Présente à la dernière édition de Rétro Made in Asia à Namur, l'artiste, entre deux séances de dédicaces (ou deux partie de Pokémon GO dont elle est fan !), accepta de nous rencontrer pour un long et très détendu entretien, nous ayant permis d'aborder plusieurs facettes de sa carrière : ses influences, la conception de Creamy, sa vision du personnage de Madoka Ayukawa, ses relations de travail avec Mamoru Oshii, son rôle méconnu sur Jin-Roh... Compte-rendu !
Akemi Takada, merci beaucoup d'avoir accepté de nous rencontrer une nouvelle fois ! Quand nous vous avions interviewée en 2009, vous évoquiez l'influence sur votre travail d'Alfons Mucha pour les couleurs, et de Yoshitaka Amano en tant que maître. Pourriez-vous développer un peu plus ce que ces deux artistes vous ont apporté ?
Akemi Takada : Concernant Alfons Mucha, il travaillait à partir de photographies pour ses peintures, et c'est cet aspect-là ainsi que son utilisation des couleurs qui m'ont beaucoup influencée. D'une manière générale, c'est l'aspect Art Nouveau qui m'a marquée.
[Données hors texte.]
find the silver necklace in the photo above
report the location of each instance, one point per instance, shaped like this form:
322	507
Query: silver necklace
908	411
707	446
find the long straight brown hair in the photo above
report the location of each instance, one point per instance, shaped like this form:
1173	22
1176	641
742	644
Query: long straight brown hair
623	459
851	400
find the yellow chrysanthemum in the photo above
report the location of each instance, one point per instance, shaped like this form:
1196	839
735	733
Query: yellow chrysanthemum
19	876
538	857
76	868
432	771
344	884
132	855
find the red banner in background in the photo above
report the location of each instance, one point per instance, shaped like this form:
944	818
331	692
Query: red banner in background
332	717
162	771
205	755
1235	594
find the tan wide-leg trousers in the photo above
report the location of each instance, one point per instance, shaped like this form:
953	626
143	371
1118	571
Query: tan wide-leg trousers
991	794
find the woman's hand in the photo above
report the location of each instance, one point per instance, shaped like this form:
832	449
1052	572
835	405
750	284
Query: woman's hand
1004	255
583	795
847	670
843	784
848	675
Pour ce qui est de Yoshitaka Amano, avant de finir l'Université j'étais juste une jeune fille qui aimait lire des mangas et n'avais pas vraiment de repères dans le domaine du character design. Mr Amano fut pour moi une sorte de guide qui m'a aidée à trouver mes marques dans ce domaine.
On sait que Creamy reste un projet qui vous tient à coeur car vous avez dû créer le design des personnages de A à Z. Aviez-vous eu des consignes pour les créer, ou étiez-vous libre de les faire comme vous le souhaitiez ?
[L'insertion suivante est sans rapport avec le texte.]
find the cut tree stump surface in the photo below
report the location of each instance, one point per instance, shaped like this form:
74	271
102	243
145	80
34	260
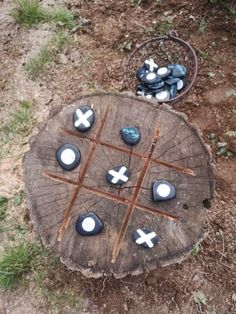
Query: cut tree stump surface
170	148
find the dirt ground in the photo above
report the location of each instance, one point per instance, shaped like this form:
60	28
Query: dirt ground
92	60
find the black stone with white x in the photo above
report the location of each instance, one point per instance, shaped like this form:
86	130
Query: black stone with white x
83	118
118	175
145	237
162	190
151	65
68	156
89	224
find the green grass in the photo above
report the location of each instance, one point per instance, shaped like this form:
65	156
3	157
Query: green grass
15	262
31	12
3	207
35	65
19	119
63	17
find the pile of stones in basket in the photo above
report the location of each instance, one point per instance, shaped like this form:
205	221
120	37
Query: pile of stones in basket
163	83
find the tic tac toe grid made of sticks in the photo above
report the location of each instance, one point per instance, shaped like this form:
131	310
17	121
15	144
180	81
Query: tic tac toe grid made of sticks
170	148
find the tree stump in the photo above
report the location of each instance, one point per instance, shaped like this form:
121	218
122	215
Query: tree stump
170	149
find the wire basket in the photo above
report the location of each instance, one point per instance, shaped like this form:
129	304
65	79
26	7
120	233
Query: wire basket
164	50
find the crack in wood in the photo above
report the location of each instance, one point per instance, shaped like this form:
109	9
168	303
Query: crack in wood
131	206
68	209
59	178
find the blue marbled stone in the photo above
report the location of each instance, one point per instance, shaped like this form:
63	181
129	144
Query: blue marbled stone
130	135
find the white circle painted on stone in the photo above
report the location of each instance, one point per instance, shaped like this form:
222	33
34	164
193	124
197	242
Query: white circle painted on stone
163	190
88	224
162	71
150	76
68	156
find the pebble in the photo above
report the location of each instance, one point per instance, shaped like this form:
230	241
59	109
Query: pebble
163	72
179	70
173	91
150	78
171	80
181	84
163	95
89	224
150	65
157	82
68	156
163	190
145	237
118	175
83	118
130	135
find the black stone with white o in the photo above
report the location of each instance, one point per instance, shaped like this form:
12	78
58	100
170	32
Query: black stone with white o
163	83
145	237
163	190
118	175
83	118
150	78
68	156
89	224
163	95
163	72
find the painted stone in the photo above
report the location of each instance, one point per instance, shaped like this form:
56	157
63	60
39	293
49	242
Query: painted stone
68	156
150	65
89	224
140	90
141	72
179	70
118	175
163	72
83	118
171	80
156	87
145	237
162	190
150	78
163	95
181	84
130	135
173	91
171	66
149	95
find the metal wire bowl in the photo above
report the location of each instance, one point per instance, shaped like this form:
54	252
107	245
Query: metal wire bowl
164	50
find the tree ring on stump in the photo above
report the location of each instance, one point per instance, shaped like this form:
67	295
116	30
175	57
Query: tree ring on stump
169	149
Etant donné que l'un des sponsors était la section jouets de Bandai, j'ai eu beaucoup de demandes de modifications au niveau du chara design de leur part.
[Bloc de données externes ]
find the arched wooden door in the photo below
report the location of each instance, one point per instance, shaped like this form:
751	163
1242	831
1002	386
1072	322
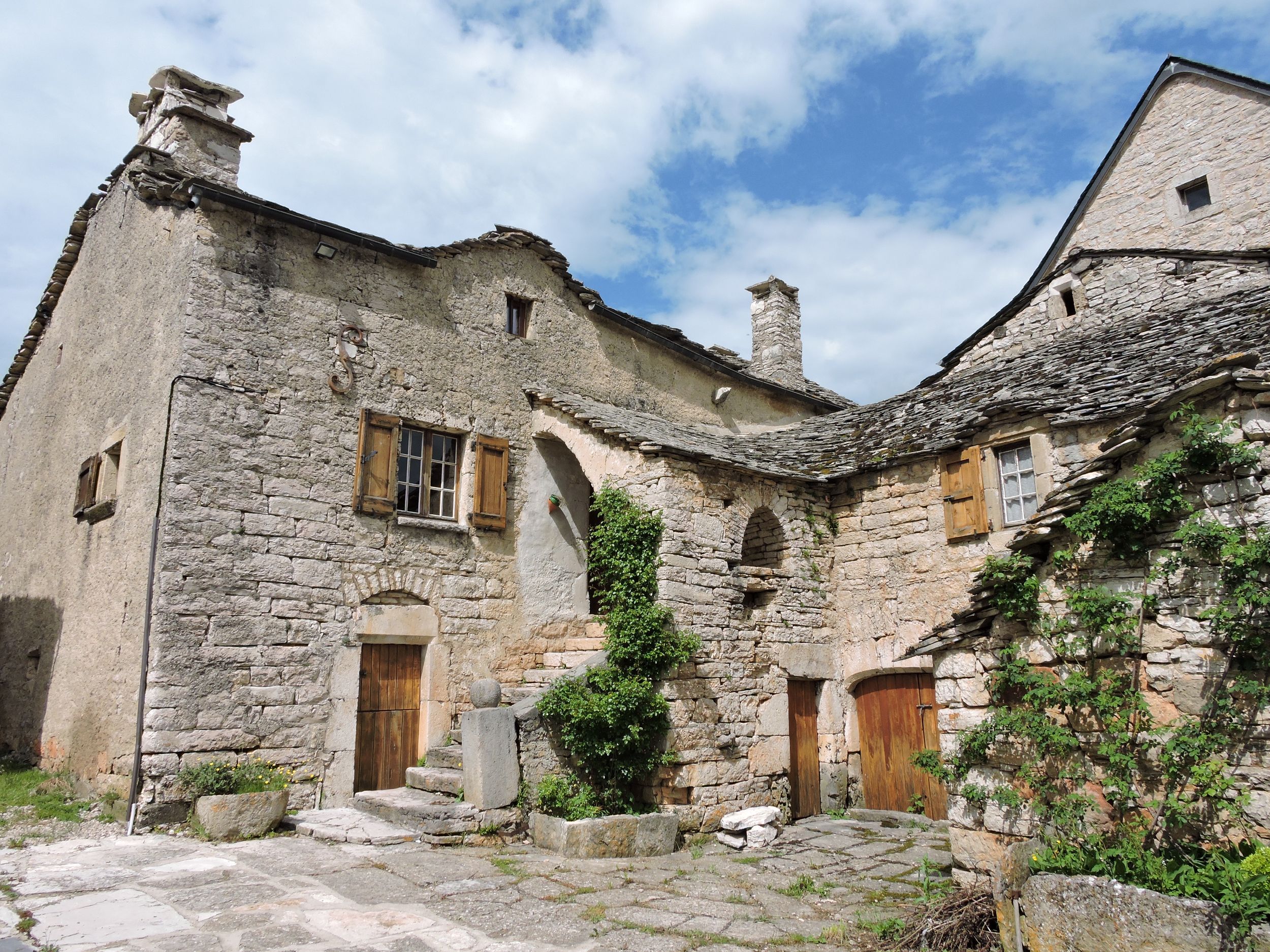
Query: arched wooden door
897	719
J'insiste bien sur le fait qu'il ne s'agissait pas de Bandai Visual, mais de la maison-mère s'occupant des jouets, car leur objectif avec Creamy était de pouvoir ensuite vendre des poupées de la série. Sur ce point, c'était assez strict.
Dans l'optique de faire des poupées pour les filles, l'une de leurs principales demandes était de faire une grosse tête. Moi, dans mon esprit j'avais l'idée d'un design typé shôjo manga, et j'ai donc dû faire beaucoup d'efforts pour parvenir à faire des têtes pile de la taille qu'ils voulaient.
Quels éléments du design de Creamy vous sont venus en premier ? Quel a été le processus de création du personnage ?
C'est assez difficile pour moi de répondre, car étant donné que c'était un projet destiné à être décliné en poupées, j'ai dû fournir beaucoup de dessins différents que j'allais montrer aux responsables de Bandai pour qu'ils me disent quoi modifier. J'ai dû faire des allers-retours constants pendant une durée interminable jusqu'à ce qu'ils soient satisfaits. Ca a été une création très évolutive jusqu'à l'obtention du design final.
Vu que Bandai donnait énormément de consignes et vous demandait sans cesse des modifications, vous êtes-vous sentie frustrée sur le plan artistique, par exemple en voyant rejetés des éléments que vous appréciiez ?
Non, pas vraiment, car au bout du compte j'ai pu concevoir un design qui nous satisfaisait tous, que ce soit moi-même ou les personnes de Bandai.
En 2009 vous disiez aussi avoir été très marquée par votre travail sur Patlabor car il vous a fallu beaucoup de temps pour comprendre les personnages. Pouvez-vous développer ? Qu'est-ce qui a été le plus compliqué dans ce travail ?
Avant Patlabor, que ce soit sur Lamu, Creamy, Orange Road ou Maison Ikkoku je n'avais travaillé que sur des séries assez fantaisistes. Alors que Patlabor, bien qu'axée mecha/SF, est une oeuvre ayant des personnages très imbriqués dans la vie réelle. Travailler sur des personnages pareils était une première pour moi et j'ai dû fournir beaucoup d'efforts pour avoir une approche de la vie réelle dans le dessin animé.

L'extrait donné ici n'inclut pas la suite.